Most people have heard of an LP or lumbar puncture or spinal tap.
A spinal tap is most commonly known as a diagnostic intervention for example when it is suspected that a person has meningitis. That is an inflamation of the tissues covering the brain and spinal cord. The CSF is sort of a purified version of fluid sort of like plasma but different. Sometimes you get an infection in there and you can look at the fluid , sort of like a blood test. You get the fluid through a needle in a spinal tap. Now meningitis or infection like that has nothing to do with AD. however you can do this spinal tap and look at fluid and analyze it, like a blood test.
It does appear people with Alzheimer;s have some proteins and chemicals in the spinal fluid which would be changed and possibly a good marker for AD. Hence the biomarkers. It is possible some of these protein fragments are related to the Amyloid the develops in the brain of AD patients. now it may also be possible that these molecules that are too high or low in the CSF, indicative of AD, show up maybe much earlier than the cognitive and behavioral changes of AD. Not really totally clearly understood, but getting there.
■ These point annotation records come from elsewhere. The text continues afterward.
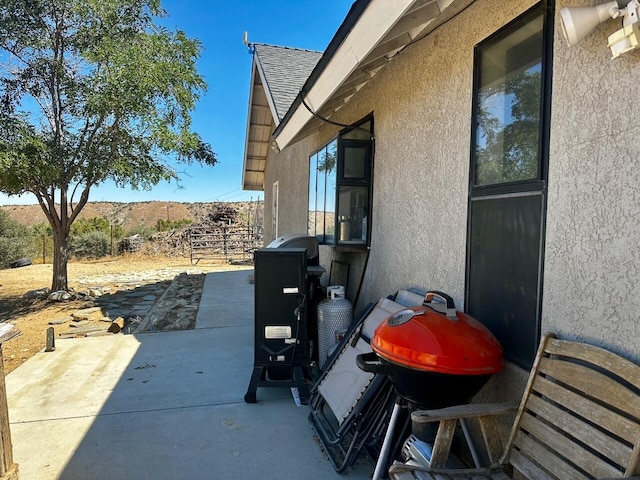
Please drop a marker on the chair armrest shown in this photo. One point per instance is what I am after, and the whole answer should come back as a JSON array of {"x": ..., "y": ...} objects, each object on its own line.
[
  {"x": 449, "y": 418},
  {"x": 463, "y": 411},
  {"x": 397, "y": 469}
]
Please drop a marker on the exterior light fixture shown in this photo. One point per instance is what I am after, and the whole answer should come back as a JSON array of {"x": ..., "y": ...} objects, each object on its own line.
[{"x": 579, "y": 22}]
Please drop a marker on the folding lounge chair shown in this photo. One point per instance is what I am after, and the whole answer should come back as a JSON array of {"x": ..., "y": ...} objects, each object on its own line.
[{"x": 350, "y": 407}]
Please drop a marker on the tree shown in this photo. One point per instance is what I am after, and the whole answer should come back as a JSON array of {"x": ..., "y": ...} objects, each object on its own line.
[{"x": 92, "y": 90}]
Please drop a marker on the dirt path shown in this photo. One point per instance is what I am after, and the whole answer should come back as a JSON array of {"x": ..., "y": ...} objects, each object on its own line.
[{"x": 110, "y": 276}]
Hence the consideration of new diagnostic criteria, and maybe someday the analysis of these biomarkers being used not in research but in everyday clinical practice.
Getting somebody to pay for this testing on an everyday basis is another story. Remember, since AD is fatal and it affects mostly older adults it is not a politically or economically popular thing to fund.
If some of this testing ever becomes more mainstream, it will be new cutting edge and therefore expensive. sort of like when a new electronic computer or phone type thing comes out.
but it is crucial because I think the research is on to something, we really have been trying to understand and treat or prevent it, once it is so full blown and that is probably way to late.
The research is fragmented, it does need to come together and share ideas, I still think it is misguided and stupid to have meetings in such elaborate places as Hawaii, but we somehow have to bring people together. The greatest minds working on this stuff. Remember in research, there is a ton of collaboration and collegiality. There is also a ton of competition. People fighting for grant money, for recognition, for the first to be published on something. Research has always been that way. It is just human beings. The motivations between altruism and notoriety get sometimes blurred. Again something very real but taboo to discuss.
Some key thinking and thinkers coming together happened.
With the asinine health care climate in the everyday world, I hope and pray some of the forward thinker of the greatest research minds will trickle down to everyday mainstream clinical practice, and suffering families, who really don't give a damn about who gets published first, or the terrbile health care climate, they just want hope and treatments, preventions and cures.